Poisonously, of course:
In the fall of 2017, there was a furor involving Dr. Seuss, the first lady and a school librarian that many people found surprising and disconcerting. In celebration of National Read a Book Day, Melania Trump had sent a parcel containing 10 Seuss titles to a school in Massachusetts.
What could possibly be wrong with this, providing such a powerful tool to help children read?
At that point, we were well into the first year of the “Resistance,” and the librarian, Liz Phipps Soeiro, wanted to make various political points. Attacking Dr. Seuss was one of them. “Dr. Seuss is a bit of a cliché, a tired and worn ambassador for children’s literature,” she wrote in an open letter to Mrs. Trump, adding: “Dr. Seuss’s illustrations are steeped in racist propaganda, caricatures, and harmful stereotypes.”
Being woke must be a real burden; but then, the savior business is never easy.
To be completely fair, Mr. Geissel was not without sin.
… in Geisel’s juvenilia, his early political cartooning and some of his first books for children, he evoked ethnic and racial caricatures that were common in the early 20th century and that, by the lights of the early 21st, appear shocking and shameful.
Is the full body of Geisel’s work fatally tainted by “harmful stereotypes”? Do the origins of the hat-wearing cat really lie in minstrelsy, as Kansas State University professor Philip Nel and others believe? And if so—assuming these transgressions are detectable to the civilian eye, which is not a sure thing—do they outweigh the joy and love of reading that Dr. Seuss brought to all sorts of children and families?

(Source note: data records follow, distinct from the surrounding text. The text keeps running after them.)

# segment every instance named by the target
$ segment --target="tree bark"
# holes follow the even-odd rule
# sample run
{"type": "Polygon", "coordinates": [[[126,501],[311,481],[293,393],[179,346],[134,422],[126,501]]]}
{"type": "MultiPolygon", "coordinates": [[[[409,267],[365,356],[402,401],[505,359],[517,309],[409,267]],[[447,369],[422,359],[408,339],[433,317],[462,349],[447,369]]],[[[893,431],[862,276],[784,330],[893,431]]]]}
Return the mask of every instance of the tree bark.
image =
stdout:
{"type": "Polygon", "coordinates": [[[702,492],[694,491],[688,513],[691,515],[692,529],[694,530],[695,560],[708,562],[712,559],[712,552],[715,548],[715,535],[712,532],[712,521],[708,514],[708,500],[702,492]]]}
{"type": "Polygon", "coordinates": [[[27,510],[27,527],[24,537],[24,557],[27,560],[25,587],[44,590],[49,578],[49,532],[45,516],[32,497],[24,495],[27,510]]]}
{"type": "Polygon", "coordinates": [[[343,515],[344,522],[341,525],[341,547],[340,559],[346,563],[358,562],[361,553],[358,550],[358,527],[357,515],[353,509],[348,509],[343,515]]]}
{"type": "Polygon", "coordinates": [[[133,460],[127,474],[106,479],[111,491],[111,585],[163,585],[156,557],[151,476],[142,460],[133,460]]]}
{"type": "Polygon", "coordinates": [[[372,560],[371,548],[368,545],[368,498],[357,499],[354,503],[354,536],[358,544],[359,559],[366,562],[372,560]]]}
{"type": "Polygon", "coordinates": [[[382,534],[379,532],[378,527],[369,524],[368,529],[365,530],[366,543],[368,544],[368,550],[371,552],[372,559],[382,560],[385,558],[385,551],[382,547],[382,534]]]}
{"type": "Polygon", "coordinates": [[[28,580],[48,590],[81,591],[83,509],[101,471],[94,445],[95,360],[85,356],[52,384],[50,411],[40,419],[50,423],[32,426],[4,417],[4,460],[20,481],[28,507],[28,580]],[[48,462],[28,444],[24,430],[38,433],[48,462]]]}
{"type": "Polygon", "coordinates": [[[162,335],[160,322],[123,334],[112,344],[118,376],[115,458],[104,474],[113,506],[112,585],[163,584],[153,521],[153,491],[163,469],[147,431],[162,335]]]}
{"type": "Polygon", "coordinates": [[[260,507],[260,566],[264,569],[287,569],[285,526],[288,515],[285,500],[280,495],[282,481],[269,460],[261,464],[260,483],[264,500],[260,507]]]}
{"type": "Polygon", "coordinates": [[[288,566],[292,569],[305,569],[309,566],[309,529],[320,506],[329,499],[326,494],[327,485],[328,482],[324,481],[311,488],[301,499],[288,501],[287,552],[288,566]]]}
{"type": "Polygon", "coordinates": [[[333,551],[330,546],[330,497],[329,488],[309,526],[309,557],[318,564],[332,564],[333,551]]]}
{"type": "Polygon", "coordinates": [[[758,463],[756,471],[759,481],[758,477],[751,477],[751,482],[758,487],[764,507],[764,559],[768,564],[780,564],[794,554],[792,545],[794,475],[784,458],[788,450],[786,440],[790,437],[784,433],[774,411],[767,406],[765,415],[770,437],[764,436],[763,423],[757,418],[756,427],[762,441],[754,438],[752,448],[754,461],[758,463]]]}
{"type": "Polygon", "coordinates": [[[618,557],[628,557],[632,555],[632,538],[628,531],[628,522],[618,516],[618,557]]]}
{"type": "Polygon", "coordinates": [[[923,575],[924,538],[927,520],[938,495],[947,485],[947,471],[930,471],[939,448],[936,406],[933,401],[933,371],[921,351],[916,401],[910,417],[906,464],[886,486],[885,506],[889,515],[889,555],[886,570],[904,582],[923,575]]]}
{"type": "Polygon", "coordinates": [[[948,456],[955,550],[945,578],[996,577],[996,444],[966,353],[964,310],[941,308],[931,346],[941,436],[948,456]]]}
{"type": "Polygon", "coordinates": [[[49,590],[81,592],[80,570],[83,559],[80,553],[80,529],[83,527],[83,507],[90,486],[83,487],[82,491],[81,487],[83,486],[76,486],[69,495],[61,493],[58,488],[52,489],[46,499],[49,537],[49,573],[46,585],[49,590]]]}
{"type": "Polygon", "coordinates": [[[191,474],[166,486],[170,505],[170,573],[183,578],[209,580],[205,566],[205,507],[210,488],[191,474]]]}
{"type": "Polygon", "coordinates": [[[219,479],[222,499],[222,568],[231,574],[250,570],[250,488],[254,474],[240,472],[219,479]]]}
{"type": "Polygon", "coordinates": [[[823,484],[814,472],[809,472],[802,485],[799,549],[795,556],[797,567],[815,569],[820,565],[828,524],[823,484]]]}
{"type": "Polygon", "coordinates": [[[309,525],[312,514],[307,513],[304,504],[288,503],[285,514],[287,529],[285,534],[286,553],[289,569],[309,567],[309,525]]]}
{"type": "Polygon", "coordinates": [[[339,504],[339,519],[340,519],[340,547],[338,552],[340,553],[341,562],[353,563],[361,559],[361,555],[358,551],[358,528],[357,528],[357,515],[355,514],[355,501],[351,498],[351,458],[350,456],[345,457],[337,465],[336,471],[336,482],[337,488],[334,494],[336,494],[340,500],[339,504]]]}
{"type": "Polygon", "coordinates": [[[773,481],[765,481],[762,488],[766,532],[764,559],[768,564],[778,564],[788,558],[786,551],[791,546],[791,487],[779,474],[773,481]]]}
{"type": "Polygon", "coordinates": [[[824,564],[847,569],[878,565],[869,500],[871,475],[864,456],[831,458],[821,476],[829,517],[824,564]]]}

The author, Mrs. Gurdon, misses a critical point: the librarians presumption of an inborn moral superiority superpower.
This librarian is not alone. Everyone of these wokelings, the ones who want to tear down statues, rename buildings, or rubbish people like Mr. Gessel are, must be, asserting that their wokeness is timeless. That had they been alive in Dr. Seuss's time, they would have been just as enlightened as they are now. We must trust their judgment not as some post hoc virtue signaling, but rather as coming from a deeper place accessible only to the vanguard, give them special dispensation to decide for the rest of us which parts of our culture must be excised.
Thus, the first question to be asked of the this librarian, and every one of her ilk: Just who the hell do you think you are?